A range of New Zealand musical talent was showcased at Glendhu Bay Station last Saturday, February 8. Tuki Festival hosted performers on the main and forest stages throughout the day, alongside food stalls and a well-used waterslide.
For assistant director Josephine Gallagher, the event was a great success. “It was a sunny day, and all the kids and families had a really nice time listening to a bunch of music,” she said. Commenting on the sense of community both in the crowd and backstage, she added that Tuki “was a chance for Kiwi musicians to catch up. Some bands keep coming back every year.”

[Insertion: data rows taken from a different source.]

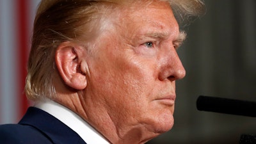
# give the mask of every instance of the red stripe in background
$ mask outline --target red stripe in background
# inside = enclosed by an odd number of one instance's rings
[[[28,26],[28,8],[29,3],[28,0],[17,0],[17,28],[18,28],[18,56],[19,56],[19,93],[20,93],[20,97],[18,99],[19,100],[19,118],[20,118],[23,115],[26,113],[26,111],[29,106],[29,102],[27,100],[24,93],[24,86],[25,86],[25,79],[27,74],[26,70],[26,63],[28,60],[28,47],[29,45],[29,39],[28,38],[29,26]]]

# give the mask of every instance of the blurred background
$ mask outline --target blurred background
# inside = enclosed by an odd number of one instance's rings
[[[0,124],[17,123],[29,106],[23,86],[39,1],[0,0]],[[206,14],[186,28],[178,51],[187,73],[177,82],[174,126],[148,144],[238,144],[256,135],[256,118],[196,106],[200,95],[256,102],[256,1],[204,1]]]

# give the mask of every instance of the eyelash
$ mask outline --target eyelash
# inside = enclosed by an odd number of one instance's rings
[[[144,43],[144,45],[148,48],[154,47],[154,42],[145,42],[145,43]]]
[[[154,47],[154,42],[147,42],[144,43],[144,45],[148,48],[153,48]],[[180,45],[177,44],[173,44],[173,47],[175,50],[177,50]]]

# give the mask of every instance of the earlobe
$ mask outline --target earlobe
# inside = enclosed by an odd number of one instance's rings
[[[75,43],[65,42],[58,47],[55,63],[59,74],[66,85],[77,90],[86,87],[86,72],[81,70],[81,63],[84,49]]]

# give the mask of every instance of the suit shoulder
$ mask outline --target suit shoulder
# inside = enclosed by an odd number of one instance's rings
[[[44,133],[26,125],[5,124],[0,125],[1,144],[52,143]]]

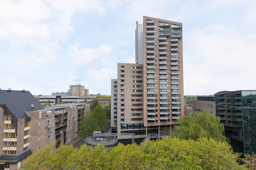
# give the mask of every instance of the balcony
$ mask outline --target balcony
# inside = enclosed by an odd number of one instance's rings
[[[178,47],[179,45],[179,43],[171,43],[171,47]]]
[[[166,42],[159,42],[159,45],[165,45],[167,44],[167,43]]]
[[[155,71],[147,71],[147,73],[155,73]]]
[[[179,48],[171,48],[171,51],[177,51],[179,50]]]
[[[179,57],[171,57],[171,61],[178,60],[179,60]]]
[[[180,109],[180,107],[172,107],[172,109]]]
[[[147,113],[147,115],[156,115],[156,113],[155,112],[148,112]]]
[[[154,30],[150,30],[150,31],[147,31],[147,34],[154,34],[155,33],[155,31]]]
[[[155,51],[154,50],[147,51],[147,54],[154,54],[154,53],[155,53]]]
[[[167,67],[159,67],[159,69],[160,70],[166,70],[167,69]]]
[[[160,120],[168,120],[168,117],[167,116],[160,116]]]
[[[172,116],[172,119],[179,119],[180,116]]]
[[[155,46],[147,46],[147,48],[155,48]]]
[[[167,54],[167,51],[160,51],[159,52],[159,54]]]
[[[159,71],[160,74],[167,74],[167,71]]]
[[[159,60],[166,60],[167,59],[167,57],[166,56],[159,56]]]
[[[167,62],[166,61],[160,61],[159,62],[159,64],[167,64]]]
[[[146,23],[147,24],[154,24],[155,23],[155,21],[154,20],[148,20],[146,21]]]
[[[153,28],[153,29],[155,28],[155,26],[147,26],[147,28]]]
[[[147,58],[154,58],[155,55],[148,55],[147,56]]]
[[[178,38],[171,38],[171,42],[178,42],[179,41],[179,39]]]
[[[178,55],[179,53],[171,53],[171,55]]]
[[[155,121],[156,118],[152,117],[148,117],[147,118],[147,120],[148,121]]]
[[[155,63],[155,60],[147,60],[147,63]]]
[[[159,49],[167,49],[167,47],[159,47]]]
[[[167,40],[167,37],[159,37],[158,39],[159,41],[165,41]]]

Returning artists Trinity Roots, The Chills and Anika Moa were joined by first-timers like Chelsea Jade, Mild Orange and Wellington-based band Sea Mouse, on the release tour for their new album Tropical Fish. “It was the best festival we’ve ever played,” said drummer Thomas Friggens. “It had the production standards of a city festival, but in Glendhu Bay.” The group received a huge response on social media to the event’s “epic” setting.

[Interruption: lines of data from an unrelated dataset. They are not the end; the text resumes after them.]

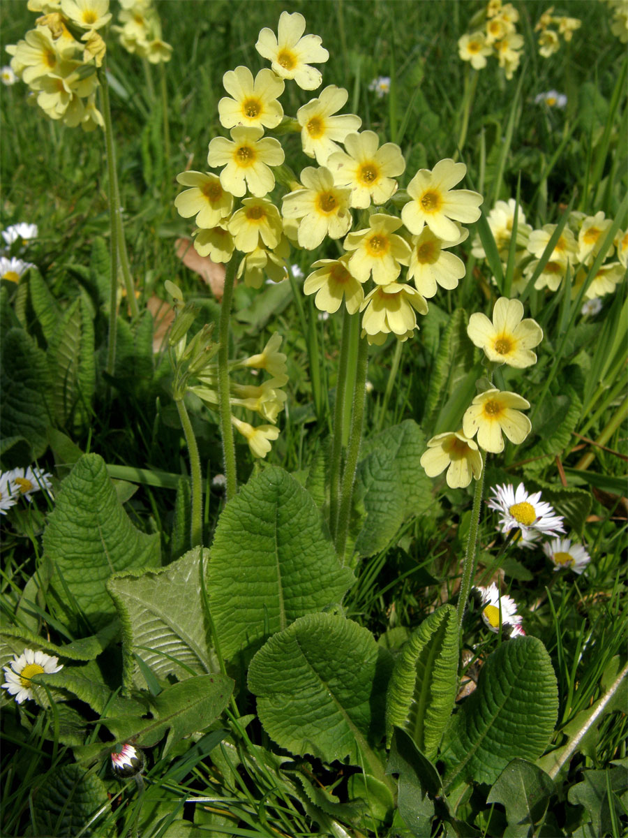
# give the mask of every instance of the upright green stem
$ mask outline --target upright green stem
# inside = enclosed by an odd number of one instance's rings
[[[336,552],[344,564],[344,551],[347,546],[347,535],[349,531],[352,501],[353,499],[353,482],[358,467],[358,457],[362,442],[362,425],[364,418],[364,395],[366,390],[366,374],[368,368],[368,344],[366,338],[360,339],[358,350],[358,363],[356,369],[355,390],[353,391],[353,409],[351,420],[351,436],[347,452],[342,483],[341,486],[340,510],[336,532]]]
[[[192,422],[183,398],[175,399],[179,412],[181,427],[185,435],[188,453],[190,458],[190,475],[192,477],[192,523],[190,527],[190,546],[198,547],[203,544],[203,476],[198,446],[192,429]]]
[[[336,400],[333,408],[333,443],[332,446],[332,462],[330,463],[329,478],[329,531],[332,537],[336,536],[336,528],[338,522],[338,506],[340,504],[340,473],[342,465],[342,429],[344,427],[344,400],[347,386],[347,368],[349,360],[349,343],[351,332],[351,314],[347,307],[342,309],[342,339],[340,344],[340,359],[338,361],[338,375],[336,380]]]
[[[220,347],[218,350],[218,392],[220,400],[220,435],[223,439],[227,500],[230,500],[238,489],[235,473],[235,445],[234,444],[234,428],[231,424],[229,386],[229,323],[236,268],[235,257],[232,256],[231,261],[227,264],[227,271],[224,275],[224,289],[220,306],[220,323],[219,325]]]
[[[98,79],[100,82],[100,98],[102,101],[102,118],[105,122],[105,148],[107,155],[107,191],[109,199],[109,225],[111,228],[109,240],[110,285],[109,285],[109,334],[107,346],[106,371],[113,375],[116,370],[116,339],[117,333],[117,294],[118,294],[118,225],[116,220],[117,209],[116,158],[113,145],[113,130],[111,127],[111,109],[109,105],[109,86],[105,68],[98,70]]]
[[[482,495],[484,494],[484,473],[486,472],[486,455],[483,451],[480,452],[482,458],[482,473],[480,479],[476,482],[476,493],[473,495],[473,509],[471,510],[471,525],[469,526],[469,537],[466,541],[466,555],[465,556],[465,564],[462,568],[462,581],[460,586],[460,595],[458,597],[458,627],[461,628],[462,618],[465,616],[466,609],[466,601],[469,598],[471,579],[476,572],[476,556],[477,554],[477,530],[480,525],[480,511],[481,510]]]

Focusing on climate-positivity, Tuki 2020 aimed to achieve a 95 percent waste diversion rate through initiatives like reusable cups and hay bale toilets. Pending official figures, recycling manager Sonata McCleod stated that “this year’s event was our most sustainable to date. It takes the whole village to create positive change.
“We are grateful to our partners and supporters of Tuki for being environmentally conscious and as focused on keeping Wānaka beautiful as we are. Patrons happily brought with them keep cups from previous years, and put waste in the allocated recycling bins. Our food vendors left no trace.”
“And the wee stage was well-used!,” added director Lynne Christie.